いつものようにクラスの女子にいじめられていた時だった。
「やめろよ」
「何あんた、転校してきたからって調子に乗ってんじゃないの」
「こいつはいじめられて当然なのよ」
「見てよこいつの服、こんなダサい格好でよく学校に来れるよね」
「お前らがやってることの方がダサいよ」
初恋だった。こんな私に優しくしてくれるなんて、たったそれだけのことだったとしても私が彼に惚れるには十分すぎる理由だった。
しかし、彼との時間は長くはなかった。
家に帰ると、母が何やら慌てていた。

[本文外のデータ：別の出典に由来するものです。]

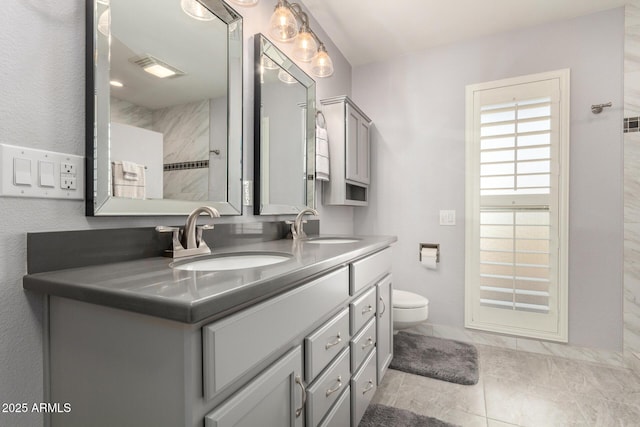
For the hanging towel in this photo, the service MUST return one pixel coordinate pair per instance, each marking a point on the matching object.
(322, 150)
(130, 183)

父から逃げるための荷造りをしていた。
そして私たちは姿を消した。父の魔の手から逃れるために。
山田君に会えなくなってしまうのはとても残念だったけれども、それを母に伝えることはできなかった。
中学2年生の時にまた東京に私は戻ってきていた。
それと同時に私は山田君を探した、そしてついに見つけた。
山田君と同じ高校になれるように私は猛勉強した。
幸い山田君は1校しか受けていなかったので同じ高校になるのは容易かった。
これでようやく私は幸せな生活が送れるそう思っていた。しかしそんな私を意図も容易く絶望に陥れる男がいた。
父が私たちに接触してきたのだ、私の親権を譲れと。
私は我慢できなくなり、父を近くの廃ビルへと連れこんだ。そして、そこに落ちていた鉄パイプで…

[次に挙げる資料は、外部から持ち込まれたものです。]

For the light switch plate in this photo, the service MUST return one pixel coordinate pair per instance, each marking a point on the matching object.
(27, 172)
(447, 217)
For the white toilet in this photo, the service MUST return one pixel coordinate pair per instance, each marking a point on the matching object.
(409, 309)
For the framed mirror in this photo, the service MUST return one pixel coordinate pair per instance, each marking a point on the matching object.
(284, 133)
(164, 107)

外を見るとパトカーが何台か止まっていた、玄関からは母と警察官の話し声が聞こえてきた。
「ようやく幸せになれると思ったのにな」
『ドンドンドン』
扉をたたかれた音がして、私は鍵を開けた。
「白石 俊樹さんを殺害した容疑で署まで来てもらう」
その言葉に母は息を呑んだ。
「どうしてそんなことを」
母は私に尋ねてきた
「幸せになりたかったから、あいつがいたら私たちは幸せになれない」
そう言い残し私は警察に連れて行かれた。
「お母さんはいつでもあなたの味方よ」
その言葉が母との別れの言葉だった。
遠くなる家を背にしながら私の目には涙が浮かんでいた。
車の窓からは空の闇と星々の明かりがごちゃ混ぜになった暗く明るい空が私の目の前を照らしていた。